ただ、背中の大きさが合うかどうかでかなり背負い心地は変わると思う。背面長が合わないと肩にだけ荷重がかかる恐れがあるので、万人には合わないかもしれない。

 

ポケットは3ヶ所付いている。雨蓋の裏と表に1つずつ、雨蓋の下の本体に1つ(1枚目の写真でピッケルと装着している先あたり)。雨蓋の表側はコの字型に開くジッパーで物が取り出しやすかった。開けっ放しにすると落としやすいとも言える。

本体のポケットにはレインカバーを入れてみたが、内部に入れたものが飛び出すのであまり使えない。せいぜい手ぬぐいなどの厚みのないものを入れるべきだろう。

ちょっと改善してほしいのはピッケルやストックを付けるゴム紐。毎度感じるのだが、ゴム紐ではブラブラする恐れがある。そこまで軽量化しなくてもと感じるのは私だけだろうか。

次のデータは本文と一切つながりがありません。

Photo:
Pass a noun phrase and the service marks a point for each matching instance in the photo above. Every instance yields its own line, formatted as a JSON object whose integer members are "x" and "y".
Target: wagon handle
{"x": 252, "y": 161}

あとはサイドのナイロンベルトがやや短い。THERMARESTのマット(ショートサイズ)がギリギリ挟める程度なので、レギュラーサイズは無理。エアマットを使えということか。

 

いずれにしてもなかなか良かった。もうちょっとパッキングを考えればより使い勝手がよくなるだろう。というのだが、これは借り物なのだ。